The challenges, strategies and intricacies of the events are totally lost on the viewer, and they are not in any way exciting – for sailors and non-sailors alike. So, given this, here are some of the things sailing must do if it is to be a spectacular spectator sport in the Olympics:
Have interesting commentators to make the event as exciting as it can be, learn some lessons from other sports (car or horse racing springs immediately to mind).
Commentators should have knowledge of the competitors and the boats that are racing. They should be able to explain how one boat beats another to someone who does not sail.
They should have a rapport with each other, or maybe even conflict. They should also make clear the manner in which the event works, making clear what exactly is at stake. The viewers must understand what is going on and it is the job of the commentator to make it clear and engaging to them. The viewers should come to know the commentators as well as the competitors.
Also, sailing must be simplified. Coverage should include some basic theory in presenting the races: why boats tack upwind, how sailors use shifts and pressure changes, the influence of the tide and surrounding land forms.
Stuff that we as sailors take for granted should be gently worked into the race presentation so the person watching feels like they are becoming an expert.
It should also be made more personal.

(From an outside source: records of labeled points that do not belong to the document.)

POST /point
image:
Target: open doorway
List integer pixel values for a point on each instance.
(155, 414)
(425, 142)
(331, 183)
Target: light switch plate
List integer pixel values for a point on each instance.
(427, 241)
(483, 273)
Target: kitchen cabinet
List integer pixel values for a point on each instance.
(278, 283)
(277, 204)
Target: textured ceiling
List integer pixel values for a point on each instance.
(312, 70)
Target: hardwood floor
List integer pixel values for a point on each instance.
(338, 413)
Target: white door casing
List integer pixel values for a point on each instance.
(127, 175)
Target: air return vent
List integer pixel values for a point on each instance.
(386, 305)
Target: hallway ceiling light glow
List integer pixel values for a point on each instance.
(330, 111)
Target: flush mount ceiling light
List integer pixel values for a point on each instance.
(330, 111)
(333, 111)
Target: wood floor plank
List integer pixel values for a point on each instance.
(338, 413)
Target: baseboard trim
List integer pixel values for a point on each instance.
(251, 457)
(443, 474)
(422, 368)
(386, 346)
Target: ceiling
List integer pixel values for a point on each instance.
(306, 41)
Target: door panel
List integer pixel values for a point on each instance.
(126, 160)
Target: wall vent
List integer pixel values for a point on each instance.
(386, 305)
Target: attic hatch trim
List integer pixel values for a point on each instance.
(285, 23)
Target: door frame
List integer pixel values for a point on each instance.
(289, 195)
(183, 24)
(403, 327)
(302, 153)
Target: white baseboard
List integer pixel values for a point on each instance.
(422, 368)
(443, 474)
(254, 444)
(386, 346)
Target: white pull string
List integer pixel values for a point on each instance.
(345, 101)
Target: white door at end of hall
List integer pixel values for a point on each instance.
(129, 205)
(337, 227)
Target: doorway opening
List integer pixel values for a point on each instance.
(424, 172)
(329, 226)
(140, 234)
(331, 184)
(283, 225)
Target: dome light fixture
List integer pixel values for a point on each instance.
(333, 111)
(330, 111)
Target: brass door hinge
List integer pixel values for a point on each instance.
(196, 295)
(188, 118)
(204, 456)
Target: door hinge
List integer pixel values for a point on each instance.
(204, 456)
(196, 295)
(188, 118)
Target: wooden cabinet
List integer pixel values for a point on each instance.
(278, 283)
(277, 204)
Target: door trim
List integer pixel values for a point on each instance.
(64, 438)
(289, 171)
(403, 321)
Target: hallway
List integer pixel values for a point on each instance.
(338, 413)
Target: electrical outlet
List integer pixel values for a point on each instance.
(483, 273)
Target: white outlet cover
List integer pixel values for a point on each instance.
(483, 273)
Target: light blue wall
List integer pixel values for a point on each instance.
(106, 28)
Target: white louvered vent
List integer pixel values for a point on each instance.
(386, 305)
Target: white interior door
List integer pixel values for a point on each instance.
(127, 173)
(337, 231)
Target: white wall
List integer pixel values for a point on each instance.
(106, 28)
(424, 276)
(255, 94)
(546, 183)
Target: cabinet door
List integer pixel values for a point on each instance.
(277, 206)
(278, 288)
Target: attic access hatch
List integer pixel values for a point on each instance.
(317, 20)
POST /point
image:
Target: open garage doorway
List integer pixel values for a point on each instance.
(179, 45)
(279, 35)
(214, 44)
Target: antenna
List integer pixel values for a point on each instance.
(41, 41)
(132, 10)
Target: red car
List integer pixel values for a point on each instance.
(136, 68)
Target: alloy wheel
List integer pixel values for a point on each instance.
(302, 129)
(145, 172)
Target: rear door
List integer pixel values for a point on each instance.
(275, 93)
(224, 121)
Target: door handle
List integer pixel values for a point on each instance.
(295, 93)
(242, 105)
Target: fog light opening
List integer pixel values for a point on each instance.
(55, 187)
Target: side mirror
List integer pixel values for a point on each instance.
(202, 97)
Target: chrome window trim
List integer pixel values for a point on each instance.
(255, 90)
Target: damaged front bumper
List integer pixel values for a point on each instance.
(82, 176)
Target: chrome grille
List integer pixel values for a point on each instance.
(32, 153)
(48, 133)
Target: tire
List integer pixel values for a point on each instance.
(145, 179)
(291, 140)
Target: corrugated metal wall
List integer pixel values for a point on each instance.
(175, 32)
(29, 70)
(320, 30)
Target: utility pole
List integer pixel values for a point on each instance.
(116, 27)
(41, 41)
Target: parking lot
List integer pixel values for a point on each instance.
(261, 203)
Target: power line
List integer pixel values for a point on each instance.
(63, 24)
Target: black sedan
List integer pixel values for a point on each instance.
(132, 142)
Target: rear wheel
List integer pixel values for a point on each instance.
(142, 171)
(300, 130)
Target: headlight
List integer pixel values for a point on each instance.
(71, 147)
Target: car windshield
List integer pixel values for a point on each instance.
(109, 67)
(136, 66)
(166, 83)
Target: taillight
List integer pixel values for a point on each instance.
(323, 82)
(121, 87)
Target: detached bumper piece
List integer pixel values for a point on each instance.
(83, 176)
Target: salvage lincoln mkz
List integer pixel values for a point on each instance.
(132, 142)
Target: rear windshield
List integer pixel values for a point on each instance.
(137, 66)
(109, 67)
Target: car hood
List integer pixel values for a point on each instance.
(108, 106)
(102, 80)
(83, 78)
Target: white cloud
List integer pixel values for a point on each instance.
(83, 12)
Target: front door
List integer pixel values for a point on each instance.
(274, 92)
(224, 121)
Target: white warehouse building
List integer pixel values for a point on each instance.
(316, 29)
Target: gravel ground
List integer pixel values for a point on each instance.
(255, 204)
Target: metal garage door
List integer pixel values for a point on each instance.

Along with the racing there should be time interviewing the competitors.
The commentators should talk to athletes about themselves, their boats and their racing. The person sitting at home should know who is on what boat, and have a reason other than their nationality for wanting them to win
At the end of the day, the television ratings rest entirely upon a person flicking through what is on, and, after watching the sailing for a few seconds, deciding to stay tuned.
All of the above strategies aim to secure people in this manner, whilst at the same time presenting a form of sailing that we sailors can enjoy watching intentionally. Much of the Commission’s report focuses on changing the nature of the events themselves or engaging with modern technologies for presentation.
They make a valid point that it is not viable to present a 30 minute race when considering how many races there are. The best strategy would be to cut down the races in a way that does not sacrifice the overall coverage of the event as a race, and to make efforts to show races that are going to be the most interesting (for whatever reason). The commentary issue was mentioned in passing in 3.27 of the report, and has been massively underappreciated.
The best way for the ISAF to tackle the problems faced by sailing as an Olympic sport is not to significantly change the classes that are raced in the Olympics, and not even the format of the racing. To make sailing popular it must be presented in a manner that taps into the excitement we feel on the water when we are racing ourselves.
The presentation has to be action packed, and this does not just mean fast boats, it means close and exciting racing that is understandable to the average person at home. Ideally the ISAF should create their own broadcasting team, where they handle the presentation of the sailing themselves to get it right.
If the ISAF does this successfully they will make sailing more popular and in doing so give it a stronger position as an Olympic sport. With time, those people at home who stay switched onto the sailing may come to enjoy watching it and go out of their way to watch the sailing events.
Sailing as a strong Olympic sport would give it greater flexibility, paving the way for the newer forms of sailing and additional classes some people so passionately campaign for.